Hace una semana el Camarada Bakunin publicó en Halón Disparado un texto del que no era autor, pero con el que decía compartir opinión. En dicho texto, escrito a raíz de este otro (hostia, cuánto enlace), se ponía a parir la poesía, con escasas excepciones.
Desde luego, se pueden escribir tonterías y se puede tener un elevado concepto de uno mismo que te deje como un imbécil, pero la parte de eso que incluye escribir cosas que sólo aspiran a reflejar sensaciones y que no tienen por qué tener mucho sentido, o ninguno,
ME GUSTA.
¡Lo admito! Luego ya está el asunto de la rima. Transmitirá mucho esto:
El pastor bobo guarda las caretas,
las caretas de los pordioseros y de los poetas
que matan a las gipaetas
cuando vuelan por las aguas quietas.
Pero la manera de la que lo escribió Lorca fue la siguiente: cogió un montón de palabras que terminaban igual, y luego las colocó de manera que formaran frases completas (¡anda, podría haber acabado el poema así, que rima!) y contaran algo, Dios sabe qué.

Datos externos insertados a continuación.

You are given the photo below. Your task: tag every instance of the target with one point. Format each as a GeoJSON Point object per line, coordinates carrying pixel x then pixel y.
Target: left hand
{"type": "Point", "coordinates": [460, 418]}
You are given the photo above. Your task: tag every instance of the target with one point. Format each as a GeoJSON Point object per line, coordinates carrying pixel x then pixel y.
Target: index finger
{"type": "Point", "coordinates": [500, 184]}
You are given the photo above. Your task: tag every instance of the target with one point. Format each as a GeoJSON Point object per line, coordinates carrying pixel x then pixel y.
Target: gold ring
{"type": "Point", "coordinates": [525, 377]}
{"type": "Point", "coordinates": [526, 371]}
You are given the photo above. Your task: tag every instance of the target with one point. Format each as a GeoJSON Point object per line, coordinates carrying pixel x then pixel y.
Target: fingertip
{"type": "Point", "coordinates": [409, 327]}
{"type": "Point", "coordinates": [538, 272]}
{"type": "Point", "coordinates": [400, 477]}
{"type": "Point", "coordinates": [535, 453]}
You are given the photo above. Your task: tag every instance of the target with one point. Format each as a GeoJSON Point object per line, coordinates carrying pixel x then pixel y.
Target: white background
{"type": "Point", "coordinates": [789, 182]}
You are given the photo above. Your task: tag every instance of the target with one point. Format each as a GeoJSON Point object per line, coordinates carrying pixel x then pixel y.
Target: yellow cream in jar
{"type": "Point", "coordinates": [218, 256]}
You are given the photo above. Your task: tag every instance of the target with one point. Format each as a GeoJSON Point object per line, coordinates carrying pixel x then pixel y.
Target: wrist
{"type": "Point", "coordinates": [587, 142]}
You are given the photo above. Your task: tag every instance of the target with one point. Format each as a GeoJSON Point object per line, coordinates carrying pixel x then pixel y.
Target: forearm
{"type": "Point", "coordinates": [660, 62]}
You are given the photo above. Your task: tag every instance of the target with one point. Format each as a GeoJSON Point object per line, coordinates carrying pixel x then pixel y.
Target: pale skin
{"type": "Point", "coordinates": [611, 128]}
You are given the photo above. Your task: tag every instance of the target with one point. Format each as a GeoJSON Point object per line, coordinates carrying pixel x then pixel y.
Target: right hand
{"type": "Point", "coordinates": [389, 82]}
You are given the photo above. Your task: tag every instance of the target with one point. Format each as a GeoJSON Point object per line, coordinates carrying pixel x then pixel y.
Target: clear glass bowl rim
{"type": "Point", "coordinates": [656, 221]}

Y al final quedó muy bien, pero si te pones a pensar cómo empezó el asunto es casi un embuste.
Luego está la otra manera de rimar los versos, más propia de la poesía asociada a la música: se tienen cantidades ingentes de frases ingeniosas más o menos poéticas sueltas, y se juntan las que acaban igual, normalmente en asonante, aunque si cae algo en consonante será una feliz coincidencia.
No sé cuál de las dos tésnicas es mejor (o peor, ustedes dirán), pero la verdad es que tampoco contra rimar porque sí estoy. Hasta los ripios si no son petulantes los acepto. Estoy más de parte de los comentaristas de ambos posts enlazados que de sus autores: soy amante del asueto y del vacío, y me da igual.